The United States is estimated to have between 60,000 and 80,000 troops across the area covered by US Central Command, which includes Afghanistan, Iraq and Syria.

In Syria, Kurdish forces were crucial in the US-backed campaign to defeat the Islamic State group. But one group of fighters allied to the US, the Kurdish People's Protection Units (YPG) are viewed as "terrorists" by Turkey for alleged links to the outlawed Kurdistan Workers' Party (PKK) which has waged a bloody insurgency inside Turkey since 1984.

Graham, a close ally of Trump who is among many political figures decrying the controversial president's latest decision, on Tuesday addressed a tweet to the Turkish government saying, "You do NOT have a green light to enter into northern Syria.

"There is massive bipartisan opposition in Congress, which you should see as a red line you should not cross."

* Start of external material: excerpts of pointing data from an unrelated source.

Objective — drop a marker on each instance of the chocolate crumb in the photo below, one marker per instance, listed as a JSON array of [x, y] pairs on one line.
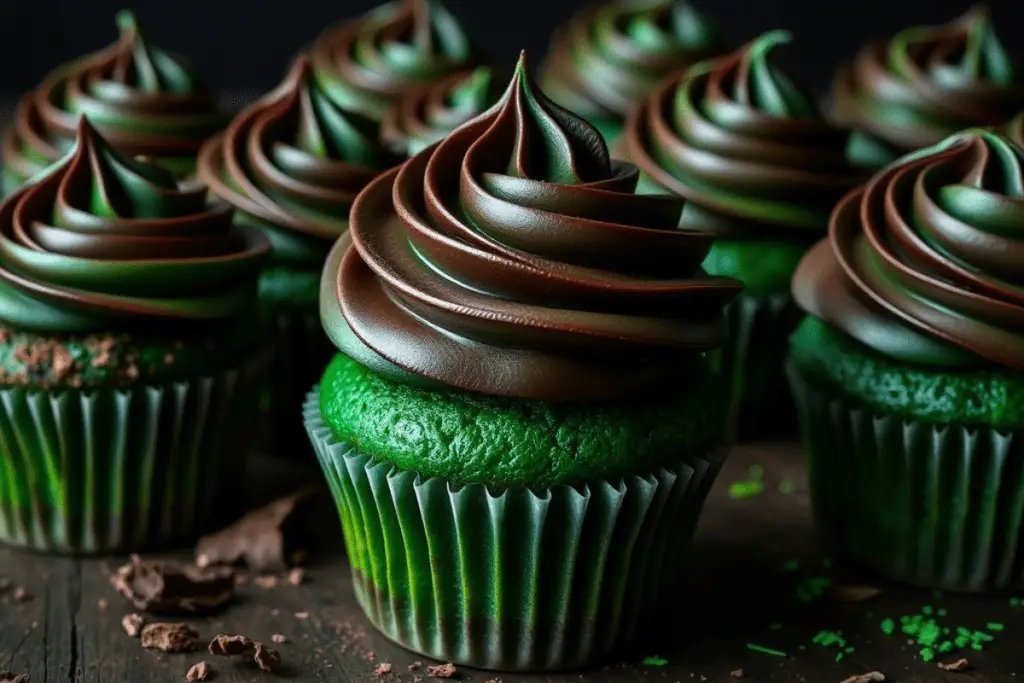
[[174, 588], [169, 637], [199, 672], [960, 665], [259, 539], [441, 671], [132, 624]]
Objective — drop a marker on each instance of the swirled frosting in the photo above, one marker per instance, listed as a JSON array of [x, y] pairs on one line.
[[927, 83], [514, 258], [295, 161], [610, 56], [925, 263], [365, 65], [142, 99], [743, 144], [425, 115], [100, 242]]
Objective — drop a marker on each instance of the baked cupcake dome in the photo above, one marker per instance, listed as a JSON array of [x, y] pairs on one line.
[[539, 364], [365, 65], [761, 170], [924, 84], [291, 165], [142, 99], [128, 353], [611, 55], [908, 370]]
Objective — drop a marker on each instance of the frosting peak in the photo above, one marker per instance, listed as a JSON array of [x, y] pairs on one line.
[[513, 258]]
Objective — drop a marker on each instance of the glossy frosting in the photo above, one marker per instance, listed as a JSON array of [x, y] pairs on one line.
[[743, 144], [925, 264], [927, 83], [513, 258], [611, 55], [366, 63], [142, 99], [294, 162], [101, 242], [425, 115]]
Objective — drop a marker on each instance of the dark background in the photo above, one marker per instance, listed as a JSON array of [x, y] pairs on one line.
[[245, 44]]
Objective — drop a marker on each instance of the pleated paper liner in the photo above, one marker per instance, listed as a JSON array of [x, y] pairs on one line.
[[520, 581], [88, 471], [939, 506], [753, 363]]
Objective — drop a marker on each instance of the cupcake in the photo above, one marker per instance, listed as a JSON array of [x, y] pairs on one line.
[[141, 99], [612, 55], [761, 170], [365, 65], [127, 354], [924, 84], [521, 426], [908, 371], [291, 165], [425, 115]]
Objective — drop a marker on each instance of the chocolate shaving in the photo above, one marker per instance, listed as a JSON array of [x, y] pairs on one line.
[[174, 588], [169, 637], [259, 539]]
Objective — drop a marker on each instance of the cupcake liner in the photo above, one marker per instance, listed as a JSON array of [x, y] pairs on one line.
[[105, 470], [935, 505], [517, 581], [753, 360]]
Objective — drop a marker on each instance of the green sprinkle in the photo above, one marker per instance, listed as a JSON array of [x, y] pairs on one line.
[[765, 650]]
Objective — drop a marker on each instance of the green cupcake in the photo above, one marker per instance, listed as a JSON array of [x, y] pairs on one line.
[[924, 84], [128, 353], [609, 56], [908, 373], [522, 425], [760, 170], [141, 99]]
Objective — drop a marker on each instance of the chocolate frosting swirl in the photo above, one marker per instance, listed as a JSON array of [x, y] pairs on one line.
[[513, 258], [425, 115], [294, 162], [142, 99], [610, 56], [101, 243], [743, 144], [365, 65], [925, 264], [927, 83]]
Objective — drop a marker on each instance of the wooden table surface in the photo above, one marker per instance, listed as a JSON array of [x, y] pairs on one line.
[[742, 589]]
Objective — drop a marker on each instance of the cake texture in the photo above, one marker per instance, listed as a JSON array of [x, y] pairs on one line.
[[142, 99], [907, 374], [918, 87], [760, 169], [523, 397], [609, 56], [128, 353]]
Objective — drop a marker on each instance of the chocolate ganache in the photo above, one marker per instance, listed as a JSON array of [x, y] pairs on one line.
[[293, 163], [100, 243], [425, 115], [743, 144], [927, 83], [366, 63], [513, 258], [142, 99], [611, 55], [925, 263]]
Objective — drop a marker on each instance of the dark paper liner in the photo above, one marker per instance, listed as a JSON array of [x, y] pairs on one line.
[[939, 506], [90, 471], [518, 581], [753, 364]]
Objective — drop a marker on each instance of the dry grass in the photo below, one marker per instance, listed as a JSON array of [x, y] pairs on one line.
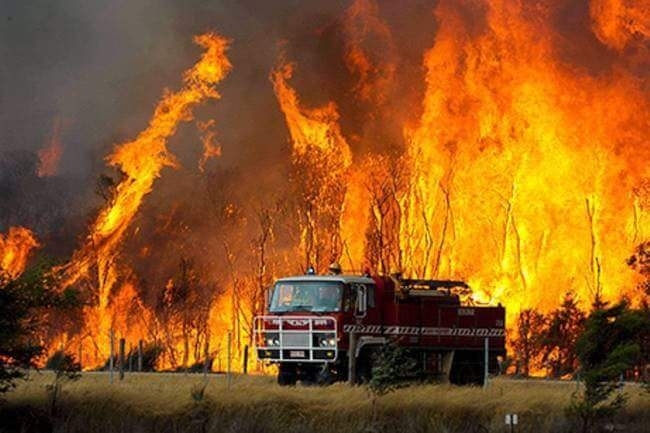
[[164, 403]]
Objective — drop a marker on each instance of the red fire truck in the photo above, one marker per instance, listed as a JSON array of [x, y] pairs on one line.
[[322, 328]]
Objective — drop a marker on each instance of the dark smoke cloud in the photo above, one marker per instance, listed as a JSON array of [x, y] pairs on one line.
[[100, 68]]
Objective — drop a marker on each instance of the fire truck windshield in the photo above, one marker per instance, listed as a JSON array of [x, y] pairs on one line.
[[288, 296]]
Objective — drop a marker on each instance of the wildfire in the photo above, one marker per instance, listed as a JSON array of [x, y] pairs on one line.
[[523, 166], [15, 248], [523, 169], [140, 161], [322, 157]]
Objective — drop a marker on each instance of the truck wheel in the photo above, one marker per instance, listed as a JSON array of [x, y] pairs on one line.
[[365, 363], [467, 369], [287, 375]]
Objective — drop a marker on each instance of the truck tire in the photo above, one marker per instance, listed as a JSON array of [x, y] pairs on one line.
[[287, 375], [467, 368]]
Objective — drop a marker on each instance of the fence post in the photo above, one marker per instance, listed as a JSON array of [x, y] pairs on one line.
[[245, 368], [486, 370], [140, 355], [122, 347], [228, 378], [352, 359]]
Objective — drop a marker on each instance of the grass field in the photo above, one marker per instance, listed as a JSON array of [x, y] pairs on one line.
[[255, 404]]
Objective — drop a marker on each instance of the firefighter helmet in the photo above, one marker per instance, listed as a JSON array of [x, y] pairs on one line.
[[335, 268]]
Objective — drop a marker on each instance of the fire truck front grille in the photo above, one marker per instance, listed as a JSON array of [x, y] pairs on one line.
[[295, 339]]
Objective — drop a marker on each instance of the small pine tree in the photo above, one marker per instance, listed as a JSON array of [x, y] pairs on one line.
[[390, 368], [558, 340], [527, 345], [606, 349]]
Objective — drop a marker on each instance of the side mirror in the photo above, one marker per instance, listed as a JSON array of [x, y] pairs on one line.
[[268, 295], [362, 302]]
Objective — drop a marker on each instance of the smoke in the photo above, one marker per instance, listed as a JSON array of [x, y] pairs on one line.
[[101, 68]]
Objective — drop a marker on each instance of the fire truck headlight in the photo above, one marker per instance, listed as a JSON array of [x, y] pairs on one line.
[[272, 340], [327, 341]]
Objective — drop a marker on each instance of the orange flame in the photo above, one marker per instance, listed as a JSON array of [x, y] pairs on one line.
[[523, 169], [15, 248], [141, 161], [323, 155]]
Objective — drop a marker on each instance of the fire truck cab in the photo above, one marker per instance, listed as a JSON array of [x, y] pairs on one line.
[[323, 328]]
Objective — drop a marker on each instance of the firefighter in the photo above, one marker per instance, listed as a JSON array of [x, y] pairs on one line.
[[328, 297], [335, 268]]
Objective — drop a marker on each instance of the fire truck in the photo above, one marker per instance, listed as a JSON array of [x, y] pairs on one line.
[[324, 328]]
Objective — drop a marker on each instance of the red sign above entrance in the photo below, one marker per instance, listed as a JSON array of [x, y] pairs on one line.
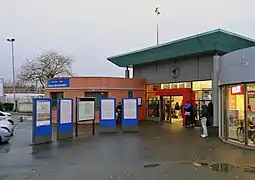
[[237, 90]]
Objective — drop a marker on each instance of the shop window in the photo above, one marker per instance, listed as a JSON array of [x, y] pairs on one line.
[[201, 85], [55, 96], [250, 107], [97, 96], [234, 113], [175, 85]]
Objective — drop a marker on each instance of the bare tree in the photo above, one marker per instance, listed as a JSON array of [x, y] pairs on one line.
[[46, 66]]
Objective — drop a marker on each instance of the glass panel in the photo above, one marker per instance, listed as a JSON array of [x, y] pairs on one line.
[[235, 113], [201, 85], [97, 96], [153, 109], [251, 114]]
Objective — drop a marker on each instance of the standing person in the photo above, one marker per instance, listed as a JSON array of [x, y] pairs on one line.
[[187, 113], [203, 117], [210, 114]]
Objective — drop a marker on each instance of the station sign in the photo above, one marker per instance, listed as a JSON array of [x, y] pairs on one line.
[[58, 83]]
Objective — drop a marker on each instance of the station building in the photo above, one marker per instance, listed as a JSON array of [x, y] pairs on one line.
[[98, 87], [183, 70]]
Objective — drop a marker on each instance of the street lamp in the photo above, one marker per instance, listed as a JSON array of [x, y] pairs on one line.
[[13, 72], [157, 12]]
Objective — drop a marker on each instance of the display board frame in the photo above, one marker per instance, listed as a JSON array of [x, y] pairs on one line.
[[108, 125], [129, 124], [77, 115], [41, 133], [64, 130]]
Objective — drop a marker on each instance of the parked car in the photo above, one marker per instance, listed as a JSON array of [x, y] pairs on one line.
[[5, 134], [8, 123], [4, 113]]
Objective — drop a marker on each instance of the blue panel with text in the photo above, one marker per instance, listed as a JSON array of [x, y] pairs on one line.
[[42, 116], [65, 115], [129, 112], [108, 112]]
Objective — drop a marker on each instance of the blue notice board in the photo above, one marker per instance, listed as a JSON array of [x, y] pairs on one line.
[[42, 116], [65, 115], [108, 112], [129, 112], [58, 83]]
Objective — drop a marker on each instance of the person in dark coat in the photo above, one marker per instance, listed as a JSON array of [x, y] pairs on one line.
[[210, 114], [188, 113]]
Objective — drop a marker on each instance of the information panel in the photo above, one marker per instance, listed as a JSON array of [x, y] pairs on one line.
[[108, 109], [86, 110], [108, 115], [130, 108], [43, 113], [129, 114], [42, 120], [66, 109], [65, 118]]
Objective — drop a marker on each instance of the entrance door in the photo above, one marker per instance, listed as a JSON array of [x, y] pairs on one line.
[[176, 109]]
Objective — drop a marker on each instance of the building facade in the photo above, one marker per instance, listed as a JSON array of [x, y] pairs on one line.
[[237, 97], [98, 87], [180, 71]]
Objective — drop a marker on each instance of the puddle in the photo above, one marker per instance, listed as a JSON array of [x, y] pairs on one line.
[[222, 167], [152, 165], [218, 167]]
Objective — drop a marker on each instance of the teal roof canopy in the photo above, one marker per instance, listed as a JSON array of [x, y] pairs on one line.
[[217, 41]]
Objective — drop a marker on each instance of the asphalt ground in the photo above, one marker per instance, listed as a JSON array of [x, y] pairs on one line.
[[156, 152]]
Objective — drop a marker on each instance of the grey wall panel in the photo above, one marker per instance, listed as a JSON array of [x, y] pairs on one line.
[[238, 66], [136, 72], [205, 67], [188, 69], [191, 69]]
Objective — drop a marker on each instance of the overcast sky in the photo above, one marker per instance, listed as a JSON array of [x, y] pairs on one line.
[[90, 31]]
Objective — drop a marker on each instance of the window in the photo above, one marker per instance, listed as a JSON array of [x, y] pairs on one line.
[[97, 96], [250, 107], [235, 110], [55, 96], [201, 85], [175, 85]]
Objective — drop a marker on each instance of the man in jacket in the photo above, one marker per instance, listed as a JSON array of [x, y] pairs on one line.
[[203, 117]]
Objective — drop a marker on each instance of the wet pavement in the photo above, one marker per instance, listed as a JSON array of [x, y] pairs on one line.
[[155, 152]]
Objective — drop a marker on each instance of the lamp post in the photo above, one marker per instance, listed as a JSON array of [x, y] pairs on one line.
[[157, 12], [13, 71]]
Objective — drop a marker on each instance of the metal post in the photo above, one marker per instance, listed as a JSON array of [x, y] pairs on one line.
[[13, 78], [157, 12], [157, 35], [76, 116], [13, 72]]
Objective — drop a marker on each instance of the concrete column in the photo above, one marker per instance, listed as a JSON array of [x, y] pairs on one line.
[[127, 72], [215, 90]]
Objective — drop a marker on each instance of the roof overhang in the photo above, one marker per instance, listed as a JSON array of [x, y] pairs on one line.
[[213, 41]]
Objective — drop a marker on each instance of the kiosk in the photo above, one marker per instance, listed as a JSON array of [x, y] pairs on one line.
[[42, 120], [65, 118], [108, 115], [129, 114]]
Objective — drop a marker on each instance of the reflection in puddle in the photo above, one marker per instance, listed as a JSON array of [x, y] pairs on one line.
[[223, 167]]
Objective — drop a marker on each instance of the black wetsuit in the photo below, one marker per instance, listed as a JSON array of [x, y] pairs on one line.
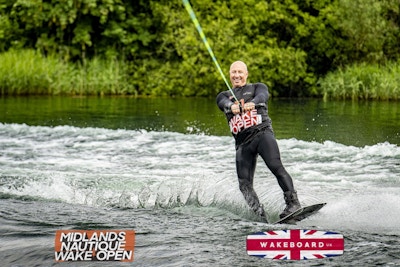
[[253, 139]]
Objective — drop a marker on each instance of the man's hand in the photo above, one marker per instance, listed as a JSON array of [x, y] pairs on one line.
[[249, 106], [235, 109]]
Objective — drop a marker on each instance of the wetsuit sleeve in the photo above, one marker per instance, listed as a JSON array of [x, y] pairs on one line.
[[260, 94], [223, 101]]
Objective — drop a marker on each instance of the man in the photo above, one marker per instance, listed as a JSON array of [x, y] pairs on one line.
[[251, 127]]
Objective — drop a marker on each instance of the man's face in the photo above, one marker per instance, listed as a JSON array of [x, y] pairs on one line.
[[238, 74]]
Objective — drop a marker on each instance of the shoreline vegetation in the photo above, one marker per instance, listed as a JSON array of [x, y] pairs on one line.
[[27, 72]]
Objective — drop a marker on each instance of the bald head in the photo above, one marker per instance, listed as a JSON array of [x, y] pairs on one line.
[[238, 74], [239, 64]]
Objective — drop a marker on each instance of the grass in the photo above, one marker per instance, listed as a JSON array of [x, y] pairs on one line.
[[27, 72], [363, 81]]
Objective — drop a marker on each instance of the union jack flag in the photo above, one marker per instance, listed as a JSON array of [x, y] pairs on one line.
[[295, 244]]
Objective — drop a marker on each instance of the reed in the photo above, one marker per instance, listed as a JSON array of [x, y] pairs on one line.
[[363, 81], [27, 72]]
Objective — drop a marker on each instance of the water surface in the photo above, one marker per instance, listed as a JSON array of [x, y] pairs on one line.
[[165, 168]]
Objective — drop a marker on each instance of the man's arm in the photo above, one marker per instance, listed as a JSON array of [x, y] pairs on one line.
[[260, 94], [224, 102]]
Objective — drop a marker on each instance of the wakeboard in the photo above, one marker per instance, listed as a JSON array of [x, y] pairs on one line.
[[300, 214]]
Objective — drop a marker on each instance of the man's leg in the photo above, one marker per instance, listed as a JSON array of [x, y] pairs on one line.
[[246, 159], [269, 151]]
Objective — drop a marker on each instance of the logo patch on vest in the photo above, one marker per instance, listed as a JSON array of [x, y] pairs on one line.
[[243, 121]]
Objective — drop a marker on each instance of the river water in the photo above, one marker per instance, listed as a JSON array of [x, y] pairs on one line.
[[165, 168]]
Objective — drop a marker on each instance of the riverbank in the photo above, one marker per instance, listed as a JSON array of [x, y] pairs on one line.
[[27, 72]]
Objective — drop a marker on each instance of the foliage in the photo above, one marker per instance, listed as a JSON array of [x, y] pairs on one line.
[[363, 81], [287, 44], [26, 72]]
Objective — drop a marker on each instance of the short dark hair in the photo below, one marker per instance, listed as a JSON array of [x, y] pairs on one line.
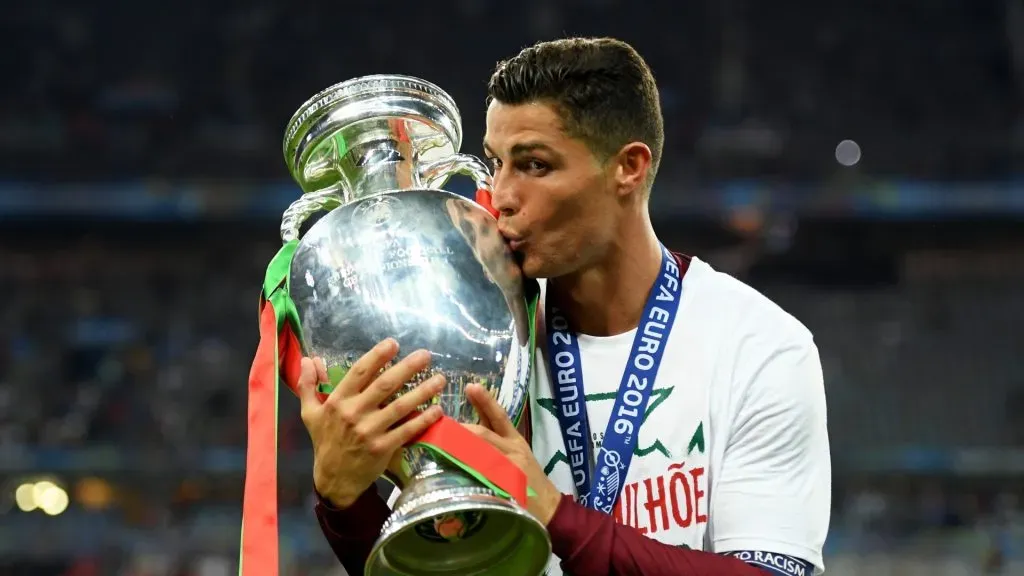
[[601, 87]]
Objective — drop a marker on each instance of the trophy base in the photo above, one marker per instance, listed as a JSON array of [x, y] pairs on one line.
[[444, 525]]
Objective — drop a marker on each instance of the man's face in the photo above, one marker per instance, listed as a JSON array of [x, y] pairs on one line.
[[556, 201]]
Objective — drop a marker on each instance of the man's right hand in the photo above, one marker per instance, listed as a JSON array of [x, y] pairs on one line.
[[353, 432]]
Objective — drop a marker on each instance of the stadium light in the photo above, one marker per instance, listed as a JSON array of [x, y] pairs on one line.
[[44, 495]]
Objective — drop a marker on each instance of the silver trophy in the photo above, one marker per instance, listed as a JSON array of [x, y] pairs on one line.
[[396, 256]]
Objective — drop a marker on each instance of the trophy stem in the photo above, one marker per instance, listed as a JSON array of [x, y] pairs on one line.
[[445, 522]]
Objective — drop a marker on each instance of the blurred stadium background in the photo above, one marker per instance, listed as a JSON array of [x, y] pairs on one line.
[[860, 162]]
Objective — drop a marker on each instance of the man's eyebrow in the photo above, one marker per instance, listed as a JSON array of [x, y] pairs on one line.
[[522, 148]]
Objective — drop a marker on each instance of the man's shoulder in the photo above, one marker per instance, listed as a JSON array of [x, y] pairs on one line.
[[736, 311]]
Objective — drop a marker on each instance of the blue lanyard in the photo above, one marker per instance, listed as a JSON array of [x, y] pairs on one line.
[[631, 402]]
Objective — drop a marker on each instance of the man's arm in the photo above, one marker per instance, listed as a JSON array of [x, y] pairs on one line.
[[351, 532], [769, 509]]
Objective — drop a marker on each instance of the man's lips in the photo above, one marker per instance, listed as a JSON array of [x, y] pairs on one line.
[[514, 240]]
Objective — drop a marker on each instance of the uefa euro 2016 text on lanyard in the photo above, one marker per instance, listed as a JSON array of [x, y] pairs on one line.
[[631, 401]]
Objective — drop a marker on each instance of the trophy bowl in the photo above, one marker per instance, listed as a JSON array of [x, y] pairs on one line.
[[396, 256]]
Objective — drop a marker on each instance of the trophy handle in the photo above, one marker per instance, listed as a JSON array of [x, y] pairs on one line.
[[434, 174], [307, 205]]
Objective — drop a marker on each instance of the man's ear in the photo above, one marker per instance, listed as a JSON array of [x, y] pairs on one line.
[[631, 166]]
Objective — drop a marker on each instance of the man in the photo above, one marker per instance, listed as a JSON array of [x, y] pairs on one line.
[[707, 451]]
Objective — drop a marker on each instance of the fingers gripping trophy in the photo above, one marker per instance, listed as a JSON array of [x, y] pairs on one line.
[[394, 255]]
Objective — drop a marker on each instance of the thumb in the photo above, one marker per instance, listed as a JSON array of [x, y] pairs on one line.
[[492, 413], [306, 385]]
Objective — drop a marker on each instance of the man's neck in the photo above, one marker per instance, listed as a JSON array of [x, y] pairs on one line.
[[608, 298]]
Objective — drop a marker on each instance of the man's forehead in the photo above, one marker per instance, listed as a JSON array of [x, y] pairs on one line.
[[534, 121]]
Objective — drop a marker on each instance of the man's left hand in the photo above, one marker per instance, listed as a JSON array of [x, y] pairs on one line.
[[497, 428]]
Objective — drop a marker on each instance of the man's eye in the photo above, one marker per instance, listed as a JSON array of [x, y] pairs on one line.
[[535, 167]]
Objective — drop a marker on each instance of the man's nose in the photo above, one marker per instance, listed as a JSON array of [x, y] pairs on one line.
[[504, 198]]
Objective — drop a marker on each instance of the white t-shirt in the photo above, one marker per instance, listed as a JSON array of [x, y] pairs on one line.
[[732, 455]]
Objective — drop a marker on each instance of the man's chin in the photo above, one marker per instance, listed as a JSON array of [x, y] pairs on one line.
[[531, 266]]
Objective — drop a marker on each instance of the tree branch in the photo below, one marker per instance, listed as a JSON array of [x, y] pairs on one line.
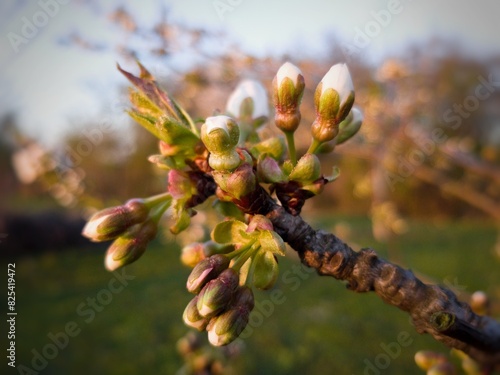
[[434, 309]]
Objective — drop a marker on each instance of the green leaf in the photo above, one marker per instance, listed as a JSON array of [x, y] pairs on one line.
[[307, 169], [231, 231], [228, 209], [271, 241], [265, 270]]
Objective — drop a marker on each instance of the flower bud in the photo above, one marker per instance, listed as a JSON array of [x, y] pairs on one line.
[[274, 147], [220, 134], [308, 169], [225, 328], [180, 185], [129, 247], [426, 359], [218, 293], [241, 182], [244, 298], [269, 171], [266, 270], [333, 100], [350, 126], [210, 248], [208, 269], [192, 317], [111, 222], [193, 254], [480, 303], [259, 222], [248, 100], [288, 88]]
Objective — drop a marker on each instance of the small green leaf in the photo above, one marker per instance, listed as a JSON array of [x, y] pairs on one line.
[[271, 241], [335, 174], [231, 231], [266, 270], [307, 169]]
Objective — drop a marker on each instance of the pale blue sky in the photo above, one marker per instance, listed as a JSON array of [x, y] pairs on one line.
[[54, 87]]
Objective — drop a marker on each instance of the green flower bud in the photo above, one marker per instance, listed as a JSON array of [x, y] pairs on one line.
[[180, 185], [274, 147], [426, 359], [192, 317], [189, 343], [445, 368], [480, 303], [244, 298], [241, 182], [248, 101], [220, 134], [266, 270], [269, 171], [218, 293], [225, 328], [333, 100], [210, 248], [259, 222], [288, 88], [130, 246], [350, 126], [193, 254], [308, 169], [208, 269], [111, 222]]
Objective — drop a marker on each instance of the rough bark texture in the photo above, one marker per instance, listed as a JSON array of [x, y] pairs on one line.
[[434, 310]]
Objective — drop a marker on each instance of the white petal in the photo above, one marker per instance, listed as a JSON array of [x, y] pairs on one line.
[[214, 338], [90, 229], [288, 70], [217, 122], [339, 79], [357, 115], [249, 89], [110, 263]]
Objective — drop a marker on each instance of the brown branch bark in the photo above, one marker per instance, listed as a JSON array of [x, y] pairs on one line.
[[434, 309]]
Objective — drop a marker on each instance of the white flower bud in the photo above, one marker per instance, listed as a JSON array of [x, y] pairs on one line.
[[288, 70], [248, 89], [339, 79]]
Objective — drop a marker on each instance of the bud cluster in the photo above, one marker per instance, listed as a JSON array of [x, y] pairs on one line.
[[248, 103], [132, 226], [223, 303], [221, 306]]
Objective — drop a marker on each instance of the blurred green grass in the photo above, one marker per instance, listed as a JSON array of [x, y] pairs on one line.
[[318, 328]]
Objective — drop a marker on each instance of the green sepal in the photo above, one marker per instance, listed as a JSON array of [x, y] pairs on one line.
[[231, 231], [265, 271], [271, 241], [308, 169]]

Turkey said on Tuesday that it would begin its long-threatened offensive "soon," after Trump gave what was widely seen as a green light at the weekend with the pullback of US troops.

But after appearing to give the go-ahead to the Turkish offensive, Trump then threatened to "obliterate" the country's economy if it went too far. 

The Turkish government on Tuesday sent more armored vehicles to the border with Syria.

Graham on Monday had said he would introduce a sanctions measure against Turkey if its forces invade Syria and would call for its suspension from NATO if they attack Kurdish forces.

Meanwhile, Russian Foreign Minister Sergei Lavrov said that Iraqi Kurdish leaders he met earlier this week had voiced deep concern about the mixed signals from Trump.

"They are extremely alarmed that such a lightweight treatment of this extremely delicate subject could ignite the entire region," Lavrov said.

He also accused the United States of violating Syria’s territorial integrity and seeking to create “quasi-states” in northern Syria by resettling Kurdish people there against the wishes of Arab tribes living on those territories.

“This is a very dangerous game,” Lavrov said.